2. Play identity politics. If all else fails, point out that your opponent’s argument is predictable given their group membership, like race, sex, or religion. Meanwhile, repeat whatever slogans your group currently sacralizes: disagreeable speech is violence, Islam is a religion of peace, Western civilization is oppressive. Repeat these every day, before your morning cup of coffee, and after you’ve put your cats to bed. It doesn’t matter if they’re true.
3. Stand your ground. Even when there is an earthquake of evidence that seems to threaten your position, do not relent. The weaker your position is, the louder you should shriek. Remember that successful religious cults ask their followers to believe in spite of the evidence, not because of it.
I wish this were a caricature, but I’ve seen the pattern repeated online and on campus.
Reclaiming the Humanities
The reason I decided to study philosophy is that it was a subject, I thought, that encouraged intellectual humility. At its best, philosophy implores each of us to test out bold new ideas, to question everything – especially appeals to authority – and to accept that other people should take you seriously enough to offer counter-arguments rather than empty insults. In the closing remarks to the final debate of his life, Christopher Hitchens said:
To me the offer of certainty, the offer of complete security, the offer of an impermeable faith that can’t give way, is an offer of something not worth having. I want to live my life taking the risk all the time that I don’t know anything like enough yet. That I haven’t understood enough. That I can’t know enough. That I’m always hungrily operating on the margins of a potentially great harvest of future knowledge and wisdom… Those who tell you that you can only live by accepting an absolute authority: don’t think of that as a gift. Think of it as a poison chalice. Push it aside, however tempting it is. Take the risk of thinking for yourself. Much more happiness, truth, beauty, and wisdom will come to you that way.
This is the spirit that brought me into the academy. When pursued with openness and mutual respect, studying subjects in the humanities and social sciences can be liberating.
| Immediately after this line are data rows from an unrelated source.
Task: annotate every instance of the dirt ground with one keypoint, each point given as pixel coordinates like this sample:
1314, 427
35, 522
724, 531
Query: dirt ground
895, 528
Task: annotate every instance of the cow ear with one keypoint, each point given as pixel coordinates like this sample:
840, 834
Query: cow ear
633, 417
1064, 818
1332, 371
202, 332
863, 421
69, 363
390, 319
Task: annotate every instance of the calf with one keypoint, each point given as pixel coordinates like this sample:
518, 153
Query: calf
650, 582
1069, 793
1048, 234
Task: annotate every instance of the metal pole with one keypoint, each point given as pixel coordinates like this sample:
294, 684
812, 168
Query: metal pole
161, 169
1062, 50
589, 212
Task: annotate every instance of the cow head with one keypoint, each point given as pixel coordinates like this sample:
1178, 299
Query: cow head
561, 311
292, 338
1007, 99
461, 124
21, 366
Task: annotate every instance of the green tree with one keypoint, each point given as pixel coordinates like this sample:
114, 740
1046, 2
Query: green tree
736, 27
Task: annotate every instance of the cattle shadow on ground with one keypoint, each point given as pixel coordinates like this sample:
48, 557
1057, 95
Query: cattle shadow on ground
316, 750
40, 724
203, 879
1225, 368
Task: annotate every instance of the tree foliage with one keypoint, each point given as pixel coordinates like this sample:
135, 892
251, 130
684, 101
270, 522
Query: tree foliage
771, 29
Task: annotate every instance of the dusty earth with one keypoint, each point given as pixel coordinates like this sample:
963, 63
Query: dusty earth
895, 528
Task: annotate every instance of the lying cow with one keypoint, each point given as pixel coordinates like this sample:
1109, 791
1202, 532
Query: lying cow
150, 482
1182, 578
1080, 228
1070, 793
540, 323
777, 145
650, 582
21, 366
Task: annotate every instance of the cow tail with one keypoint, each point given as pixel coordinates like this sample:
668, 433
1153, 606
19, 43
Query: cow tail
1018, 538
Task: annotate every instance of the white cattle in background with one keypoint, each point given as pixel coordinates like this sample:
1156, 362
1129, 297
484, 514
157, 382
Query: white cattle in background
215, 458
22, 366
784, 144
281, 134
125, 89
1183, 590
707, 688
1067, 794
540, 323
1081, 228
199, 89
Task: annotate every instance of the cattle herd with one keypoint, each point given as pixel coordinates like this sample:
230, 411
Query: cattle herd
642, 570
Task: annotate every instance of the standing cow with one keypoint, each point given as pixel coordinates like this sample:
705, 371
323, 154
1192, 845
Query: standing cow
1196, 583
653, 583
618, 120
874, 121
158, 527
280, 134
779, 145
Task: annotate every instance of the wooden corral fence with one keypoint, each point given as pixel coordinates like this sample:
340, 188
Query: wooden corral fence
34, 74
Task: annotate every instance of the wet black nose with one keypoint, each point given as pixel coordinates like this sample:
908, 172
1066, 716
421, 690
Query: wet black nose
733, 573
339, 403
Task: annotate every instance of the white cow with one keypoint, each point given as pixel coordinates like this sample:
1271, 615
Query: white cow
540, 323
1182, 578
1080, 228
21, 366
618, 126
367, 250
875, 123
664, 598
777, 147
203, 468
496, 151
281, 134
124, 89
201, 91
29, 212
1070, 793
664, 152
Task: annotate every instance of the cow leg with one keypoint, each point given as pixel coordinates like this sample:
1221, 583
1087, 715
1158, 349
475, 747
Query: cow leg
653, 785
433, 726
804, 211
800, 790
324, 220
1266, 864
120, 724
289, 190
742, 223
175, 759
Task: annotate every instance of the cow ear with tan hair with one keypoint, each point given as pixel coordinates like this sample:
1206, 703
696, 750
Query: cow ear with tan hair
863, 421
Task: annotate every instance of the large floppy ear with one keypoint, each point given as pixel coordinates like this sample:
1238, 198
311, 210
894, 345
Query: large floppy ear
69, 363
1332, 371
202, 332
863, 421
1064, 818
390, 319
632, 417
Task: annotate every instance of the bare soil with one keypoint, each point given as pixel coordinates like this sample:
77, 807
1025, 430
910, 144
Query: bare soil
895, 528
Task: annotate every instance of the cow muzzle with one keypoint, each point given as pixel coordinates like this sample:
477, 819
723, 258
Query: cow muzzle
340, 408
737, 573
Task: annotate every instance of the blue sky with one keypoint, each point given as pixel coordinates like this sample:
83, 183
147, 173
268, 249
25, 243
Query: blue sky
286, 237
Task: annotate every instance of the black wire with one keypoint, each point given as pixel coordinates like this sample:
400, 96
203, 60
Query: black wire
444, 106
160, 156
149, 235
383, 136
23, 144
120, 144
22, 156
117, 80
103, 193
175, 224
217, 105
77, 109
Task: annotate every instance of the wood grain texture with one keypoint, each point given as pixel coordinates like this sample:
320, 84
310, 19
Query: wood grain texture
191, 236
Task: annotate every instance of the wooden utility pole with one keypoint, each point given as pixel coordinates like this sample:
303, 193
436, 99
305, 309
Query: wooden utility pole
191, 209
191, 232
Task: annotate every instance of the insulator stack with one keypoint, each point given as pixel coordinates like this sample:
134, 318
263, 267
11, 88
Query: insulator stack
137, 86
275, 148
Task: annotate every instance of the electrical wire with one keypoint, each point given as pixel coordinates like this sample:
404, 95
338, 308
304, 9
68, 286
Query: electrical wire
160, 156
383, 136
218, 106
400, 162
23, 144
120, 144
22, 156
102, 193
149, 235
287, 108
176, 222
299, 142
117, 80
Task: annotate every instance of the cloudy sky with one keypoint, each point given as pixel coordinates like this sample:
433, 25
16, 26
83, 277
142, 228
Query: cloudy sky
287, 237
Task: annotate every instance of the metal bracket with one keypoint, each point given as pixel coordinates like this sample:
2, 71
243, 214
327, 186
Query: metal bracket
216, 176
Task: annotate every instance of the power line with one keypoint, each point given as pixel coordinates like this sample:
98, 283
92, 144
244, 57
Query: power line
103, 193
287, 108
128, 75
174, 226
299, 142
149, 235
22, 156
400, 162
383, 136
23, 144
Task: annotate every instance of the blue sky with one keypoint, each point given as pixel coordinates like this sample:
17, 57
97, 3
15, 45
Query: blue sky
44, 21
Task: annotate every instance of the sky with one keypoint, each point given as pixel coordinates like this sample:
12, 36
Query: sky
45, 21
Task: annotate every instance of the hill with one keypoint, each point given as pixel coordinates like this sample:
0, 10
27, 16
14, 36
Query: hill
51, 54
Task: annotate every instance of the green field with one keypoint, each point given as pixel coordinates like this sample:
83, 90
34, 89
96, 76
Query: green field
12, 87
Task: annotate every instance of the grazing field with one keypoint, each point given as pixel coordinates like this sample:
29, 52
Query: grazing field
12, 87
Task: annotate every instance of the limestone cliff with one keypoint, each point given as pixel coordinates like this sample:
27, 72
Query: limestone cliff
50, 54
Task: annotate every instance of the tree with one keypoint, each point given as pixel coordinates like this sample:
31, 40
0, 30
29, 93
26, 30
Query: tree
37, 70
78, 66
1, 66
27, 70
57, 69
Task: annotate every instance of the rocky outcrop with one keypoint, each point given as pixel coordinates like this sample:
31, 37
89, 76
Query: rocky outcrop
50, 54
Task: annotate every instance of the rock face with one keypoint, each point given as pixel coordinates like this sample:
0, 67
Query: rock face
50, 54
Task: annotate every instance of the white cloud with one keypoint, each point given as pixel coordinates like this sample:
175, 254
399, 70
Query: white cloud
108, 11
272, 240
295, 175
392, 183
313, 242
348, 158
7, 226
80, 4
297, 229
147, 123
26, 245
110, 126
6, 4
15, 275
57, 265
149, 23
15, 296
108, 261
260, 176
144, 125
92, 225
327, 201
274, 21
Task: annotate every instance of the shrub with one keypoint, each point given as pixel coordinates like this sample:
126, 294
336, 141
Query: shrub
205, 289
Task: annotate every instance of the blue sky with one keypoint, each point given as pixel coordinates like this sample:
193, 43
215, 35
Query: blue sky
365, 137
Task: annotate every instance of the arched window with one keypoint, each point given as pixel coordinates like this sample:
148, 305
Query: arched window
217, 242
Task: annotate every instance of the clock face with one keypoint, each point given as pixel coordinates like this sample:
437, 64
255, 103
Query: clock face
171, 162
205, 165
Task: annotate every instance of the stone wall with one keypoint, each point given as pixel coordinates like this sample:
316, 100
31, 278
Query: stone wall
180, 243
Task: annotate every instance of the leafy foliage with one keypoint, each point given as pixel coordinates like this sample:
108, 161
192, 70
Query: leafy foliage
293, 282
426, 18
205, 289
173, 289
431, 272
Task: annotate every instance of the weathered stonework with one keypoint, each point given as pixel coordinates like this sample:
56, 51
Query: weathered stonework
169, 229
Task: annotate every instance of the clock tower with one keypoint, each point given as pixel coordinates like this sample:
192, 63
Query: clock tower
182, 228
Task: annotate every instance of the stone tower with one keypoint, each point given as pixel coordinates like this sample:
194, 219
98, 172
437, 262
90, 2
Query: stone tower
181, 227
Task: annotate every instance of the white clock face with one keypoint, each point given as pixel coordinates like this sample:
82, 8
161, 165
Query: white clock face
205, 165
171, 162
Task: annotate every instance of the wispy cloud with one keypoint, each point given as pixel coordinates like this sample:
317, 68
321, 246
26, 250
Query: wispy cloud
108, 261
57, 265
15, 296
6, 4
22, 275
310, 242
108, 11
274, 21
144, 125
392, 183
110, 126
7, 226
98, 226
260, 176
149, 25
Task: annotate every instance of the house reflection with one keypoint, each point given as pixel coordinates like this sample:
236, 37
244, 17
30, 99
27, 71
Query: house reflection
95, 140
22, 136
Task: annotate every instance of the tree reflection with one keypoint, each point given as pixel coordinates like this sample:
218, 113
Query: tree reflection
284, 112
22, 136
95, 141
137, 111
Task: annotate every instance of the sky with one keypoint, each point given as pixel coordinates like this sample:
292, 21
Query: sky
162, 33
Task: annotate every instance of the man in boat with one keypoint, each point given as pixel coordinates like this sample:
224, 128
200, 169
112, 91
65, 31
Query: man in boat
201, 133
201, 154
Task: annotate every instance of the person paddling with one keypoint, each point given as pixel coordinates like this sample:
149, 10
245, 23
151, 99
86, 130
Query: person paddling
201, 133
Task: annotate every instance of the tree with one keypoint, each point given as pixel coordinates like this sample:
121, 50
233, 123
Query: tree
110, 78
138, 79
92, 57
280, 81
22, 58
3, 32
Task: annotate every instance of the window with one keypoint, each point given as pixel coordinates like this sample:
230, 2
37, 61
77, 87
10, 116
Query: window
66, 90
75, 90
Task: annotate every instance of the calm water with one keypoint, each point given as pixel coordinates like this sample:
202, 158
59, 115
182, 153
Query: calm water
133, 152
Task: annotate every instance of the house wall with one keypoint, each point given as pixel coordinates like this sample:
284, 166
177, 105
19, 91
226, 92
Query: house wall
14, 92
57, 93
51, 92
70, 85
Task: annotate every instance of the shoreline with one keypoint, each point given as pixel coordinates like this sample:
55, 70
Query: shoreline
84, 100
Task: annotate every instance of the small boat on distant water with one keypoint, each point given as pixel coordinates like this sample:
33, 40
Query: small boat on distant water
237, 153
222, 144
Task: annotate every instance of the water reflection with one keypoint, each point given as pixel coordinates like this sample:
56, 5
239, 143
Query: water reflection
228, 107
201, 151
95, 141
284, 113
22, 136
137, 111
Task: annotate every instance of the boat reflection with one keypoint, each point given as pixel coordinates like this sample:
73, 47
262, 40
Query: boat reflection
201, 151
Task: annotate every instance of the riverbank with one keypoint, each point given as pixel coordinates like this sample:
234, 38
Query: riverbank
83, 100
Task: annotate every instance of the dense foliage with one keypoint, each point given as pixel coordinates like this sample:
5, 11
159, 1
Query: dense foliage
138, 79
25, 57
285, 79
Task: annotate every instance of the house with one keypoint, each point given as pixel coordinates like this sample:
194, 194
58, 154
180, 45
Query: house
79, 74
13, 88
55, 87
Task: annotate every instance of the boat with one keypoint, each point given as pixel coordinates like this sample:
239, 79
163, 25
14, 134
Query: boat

But when they are permeated with a set of political dogmas, they are boring and suffocating.
A few years ago, I invited Jonathan Haidt to give a guest lecture to my PPE (philosophy, politics, and economics) class at Duke University. He asked the students to choose between prioritizing the pursuit of truth and the pursuit of social justice. He did not mean to imply that the two are always incompatible, but rather that, as David Schmidtz recently said, “If your heart is in the right place, you’d better get your facts straight.”